It turns out the major security hole that could let attackers take over iPhones affects Macs as well.
Apple fixed the iPhone issue with a software update to iOS 9.3.5. On Thursday, it quietly released an update for OSX that does much the same thing, with critical patches coming for the Safari browser and the kernel, or core of the operating system.
The updates for OSX patch three “zero-day” vulnerabilities, or unfixed bugs, that could allow an attacker to take over a victim’s computer. In order to pull that off, a user would just need to visit a “maliciously crafted website” – a poison link that would execute code without the user’s knowledge.
This is the same method researchers at Citizen Lab and Lookout Security found being used to spy on iPhone users with a hacking tool called Pegasus. In order for an iPhone to be hacked, a victim would only need to click a link from a text message.
As one of the researchers told Business Insider of Pegasus last week: “Once you get this software on your phone, it’s not your phone anymore.”

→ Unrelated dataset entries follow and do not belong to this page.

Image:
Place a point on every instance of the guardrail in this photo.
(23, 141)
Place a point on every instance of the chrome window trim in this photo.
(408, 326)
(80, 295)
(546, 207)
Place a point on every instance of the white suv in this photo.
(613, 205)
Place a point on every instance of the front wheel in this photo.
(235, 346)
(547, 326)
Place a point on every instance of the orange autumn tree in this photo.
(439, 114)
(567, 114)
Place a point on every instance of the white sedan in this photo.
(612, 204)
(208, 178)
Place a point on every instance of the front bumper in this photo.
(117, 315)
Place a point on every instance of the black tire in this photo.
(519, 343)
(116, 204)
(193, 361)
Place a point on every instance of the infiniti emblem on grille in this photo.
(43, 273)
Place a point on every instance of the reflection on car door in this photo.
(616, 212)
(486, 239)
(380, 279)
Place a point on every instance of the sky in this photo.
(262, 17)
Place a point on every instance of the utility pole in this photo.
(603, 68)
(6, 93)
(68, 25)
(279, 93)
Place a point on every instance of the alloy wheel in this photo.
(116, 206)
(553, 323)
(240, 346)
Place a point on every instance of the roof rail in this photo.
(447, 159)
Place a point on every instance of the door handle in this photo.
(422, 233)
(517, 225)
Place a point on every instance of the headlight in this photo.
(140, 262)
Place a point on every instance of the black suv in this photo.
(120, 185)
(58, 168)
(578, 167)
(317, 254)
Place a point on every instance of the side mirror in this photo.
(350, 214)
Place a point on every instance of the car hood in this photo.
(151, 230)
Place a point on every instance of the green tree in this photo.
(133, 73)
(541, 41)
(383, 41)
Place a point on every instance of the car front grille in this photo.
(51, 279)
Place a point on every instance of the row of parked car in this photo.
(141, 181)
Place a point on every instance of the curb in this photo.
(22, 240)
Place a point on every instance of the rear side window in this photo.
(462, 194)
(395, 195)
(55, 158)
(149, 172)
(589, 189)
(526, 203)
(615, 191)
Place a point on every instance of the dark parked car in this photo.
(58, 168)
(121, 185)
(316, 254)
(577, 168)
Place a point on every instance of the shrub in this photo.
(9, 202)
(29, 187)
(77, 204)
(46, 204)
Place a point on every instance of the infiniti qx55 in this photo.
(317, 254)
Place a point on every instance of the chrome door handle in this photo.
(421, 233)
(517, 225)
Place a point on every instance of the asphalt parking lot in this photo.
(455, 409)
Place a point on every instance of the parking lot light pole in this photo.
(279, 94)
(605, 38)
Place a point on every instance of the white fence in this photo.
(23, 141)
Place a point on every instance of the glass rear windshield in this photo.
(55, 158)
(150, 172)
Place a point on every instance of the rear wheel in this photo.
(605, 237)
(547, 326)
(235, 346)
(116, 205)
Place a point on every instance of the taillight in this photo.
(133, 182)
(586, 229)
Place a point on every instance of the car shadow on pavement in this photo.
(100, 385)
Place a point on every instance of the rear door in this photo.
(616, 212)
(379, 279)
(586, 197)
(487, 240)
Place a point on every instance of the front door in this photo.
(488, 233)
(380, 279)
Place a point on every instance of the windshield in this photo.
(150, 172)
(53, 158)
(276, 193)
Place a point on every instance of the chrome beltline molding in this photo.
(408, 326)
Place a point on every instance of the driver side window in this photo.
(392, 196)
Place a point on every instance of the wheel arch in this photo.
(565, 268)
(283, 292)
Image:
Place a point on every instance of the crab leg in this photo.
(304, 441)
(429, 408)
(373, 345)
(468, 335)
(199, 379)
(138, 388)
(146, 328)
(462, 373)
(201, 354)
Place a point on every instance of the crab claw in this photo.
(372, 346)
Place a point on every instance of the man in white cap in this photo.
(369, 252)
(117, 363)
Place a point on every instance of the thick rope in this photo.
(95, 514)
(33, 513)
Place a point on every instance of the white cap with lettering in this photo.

The malicious software tracked an incredible amount of data on an affected user. Every single text message, calendar entry, email sent through Gmail, or WhatsApp message was vacuumed up and sent back to whoever was behind the spying. It constantly updated and sent the user’s location from the phone’s GPS. And it even fully downloaded the user’s various passwords and stole the stored list of WiFi networks and passwords the phone connected to.